O Governo deposita esperança, no curto e médio prazo, de conseguir o objectivo de aumentar a produção nacional, actualmente perto dos de 1,12 mbpd, gerando mais receita no sector de forma a, como, por exemplo, está a ser feito há anos em países como a Arábia Saudita ou os EAU, usar o dinheiro do petróleo para libertar a economia nacional da dependência do... petróleo.
O aumento da produção nacional não está a ser travada por falta de potencial, porque as reservas estimadas são de nove mil milhões de barris e já foi superior a 1,8 mbpd há pouco mais de uma década, o problema é claramente o desinvestimento das majors a operar no país.
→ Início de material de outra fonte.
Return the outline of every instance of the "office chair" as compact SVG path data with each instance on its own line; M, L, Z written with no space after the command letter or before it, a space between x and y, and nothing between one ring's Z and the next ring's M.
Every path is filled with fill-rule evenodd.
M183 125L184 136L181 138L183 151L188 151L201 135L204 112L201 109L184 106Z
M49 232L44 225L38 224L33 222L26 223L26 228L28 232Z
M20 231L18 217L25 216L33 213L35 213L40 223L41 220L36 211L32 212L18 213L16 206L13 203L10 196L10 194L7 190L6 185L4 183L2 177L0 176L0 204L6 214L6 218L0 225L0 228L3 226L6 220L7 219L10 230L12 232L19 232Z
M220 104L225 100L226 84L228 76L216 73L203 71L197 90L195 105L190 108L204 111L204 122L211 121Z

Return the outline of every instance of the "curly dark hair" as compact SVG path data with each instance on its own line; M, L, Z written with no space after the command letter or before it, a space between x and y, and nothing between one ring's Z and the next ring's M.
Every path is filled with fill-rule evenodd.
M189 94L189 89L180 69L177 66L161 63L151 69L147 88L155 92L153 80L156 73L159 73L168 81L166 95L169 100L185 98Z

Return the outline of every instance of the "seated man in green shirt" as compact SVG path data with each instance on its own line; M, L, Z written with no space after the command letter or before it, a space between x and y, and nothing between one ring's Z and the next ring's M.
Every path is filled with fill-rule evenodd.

Aliás, o Governo de João Lourenço tem ainda como motivo de preocupação uma continuada e prevista redução da produção de petróleo, que se estima que seja na ordem dos 20% na próxima década, estando actualmente pouco acima dos 1,1 milhões de barris por dia (mbpd), muito longe do seu máximo histórico de 1,8 mbpd em 2008.
Por detrás desta quebra, entre outros factores, o desinvestimento em toda a extensão do sector, deste a pesquisa à manutenção, quando se sabe que o offshore nacional, com os campos a funcionar, está em declínio há vários anos devido ao seu envelhecimento, ou seja, devido à sua perda de crude para extrair e as multinacionais não estão a demonstrar o interesse das últimas décadas em apostar no país.
A questão da urgente transição energética, devido às alterações climáticas, com os combustíveis fosseis a serem os maus da fita, é outro factor que está a esfumar a importância do sector petrolífero em Angola.